Zen is a practice that helps us see reality as it truly is. Yet, our ability to perceive truth is often clouded by three key factors: aversion, attachment, and ignorance. Aversion and attachment, in particular, are two sides of the same coin. Today, let’s explore attachment and how shifting to preference can transform the way we navigate life.
What is Attachment?
Attachment arises when we cling to specific outcomes, people, or ideas, believing that our happiness or sense of self depends on them. This clinging creates suffering because it resists the impermanence of life and distorts our perception of reality.
Imagine holding a rope being pulled away from you. The harder you cling, the more it burns your hands. This is the nature of attachment—holding too tightly causes unnecessary pain.
How Attachment Causes Suffering
When we attach, we tie our well-being to something outside ourselves. We might say, “I’ll be happy when I achieve this goal,” or “I can’t be content without this person or outcome.” These thoughts create resistance to the flow of life, leaving us frustrated and disconnected when things don’t go our way.

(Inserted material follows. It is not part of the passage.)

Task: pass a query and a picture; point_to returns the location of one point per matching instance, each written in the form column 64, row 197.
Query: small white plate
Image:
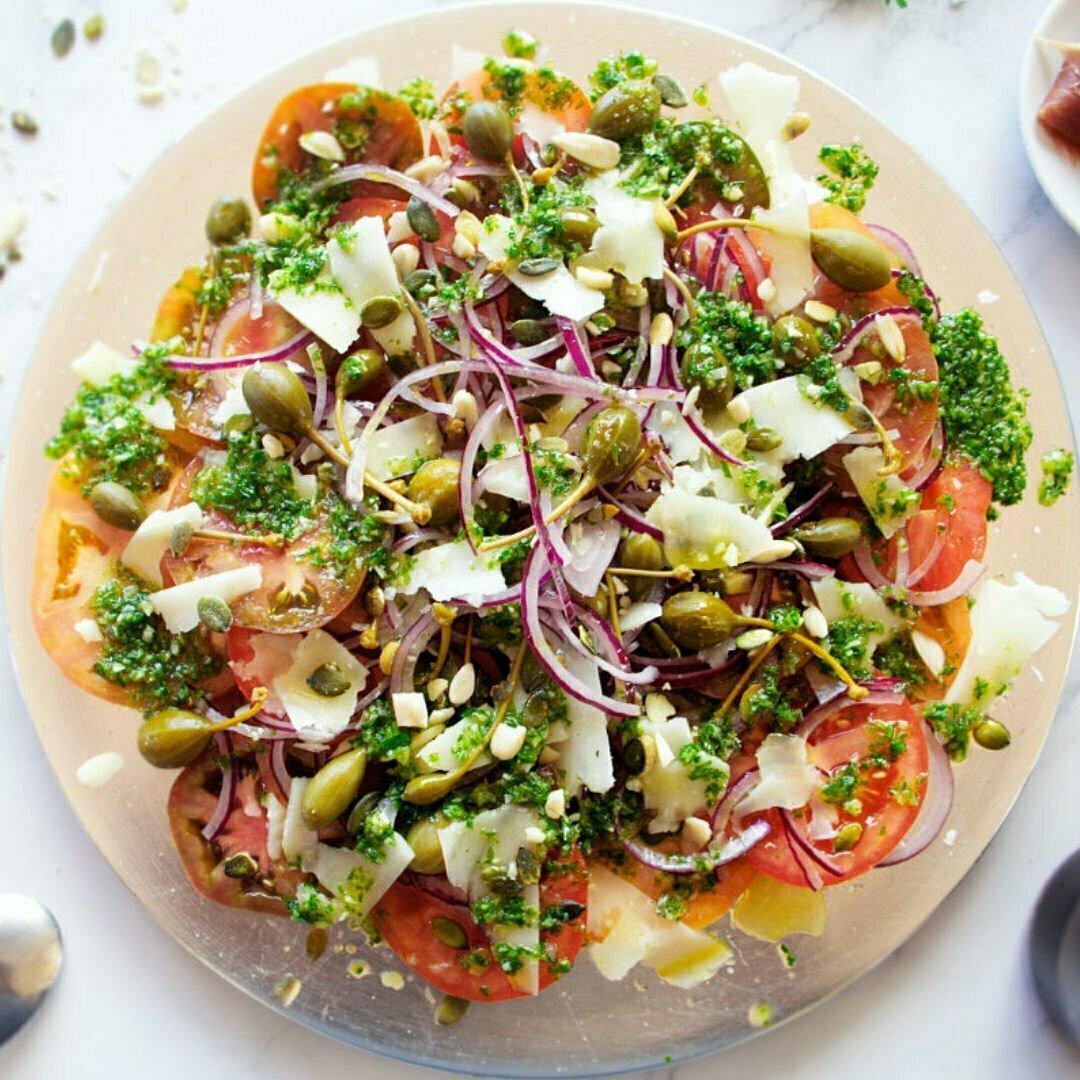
column 1056, row 169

Shifting from Attachment to Preference
Preference, on the other hand, is a more balanced and flexible way of engaging with life. Preferences allow us to favor certain outcomes while remaining unattached to the result. Our happiness is no longer dependent on external circumstances, freeing us to flow with life’s natural impermanence.
When we transform attachment into preference, we embrace life as it is, cultivating clarity and balance. This shift enables us to engage deeply with the present moment without entanglement, helping us navigate life with grace, wisdom, and equanimity.
How to Drop Attachment
Dealing with attachment begins by sitting with it as it is—a practice Zen refers to as sonomama, or allowing things to be. Here are two practical steps to help soften attachment:
Recognize When Attachment Arises
Notice the signs: a strong emotional pull, resistance to letting go, or the belief that your happiness depends on a specific outcome. Awareness is the first step to loosening attachment.
Use Discomfort as a Practice Ground
When things don’t align with your preference:
Sit with the sensations and thoughts that arise.
Observe them without judgment or suppression.
Allow them to come and go like clouds passing through the sky.
Through this practice, the grip of attachment begins to soften, and over time, you build greater ease, openness, and resilience in facing life’s challenges. Loosen and Soften
Attachment and aversion are two sides of the same coin. True freedom emerges when we ease our grip on what we must possess and soften our resistance to what we wish to avoid. By transforming attachment into preference and aversion into understanding, we cultivate the flexibility to embrace life’s impermanence with an open heart.
Zen practice encourages us to loosen and soften—not by retreating from life, but by engaging with it more openly and harmoniously. This gentle shift creates the space for clarity, peace, and freedom to arise naturally.
What attachments can you begin to soften today? You may uncover a profound sense of freedom and a deeper connection to the present moment by simply noticing and leaving them as they are.
Freedom begins when we loosen our grip on what we believe we need. What attachments/aversions can you soften today?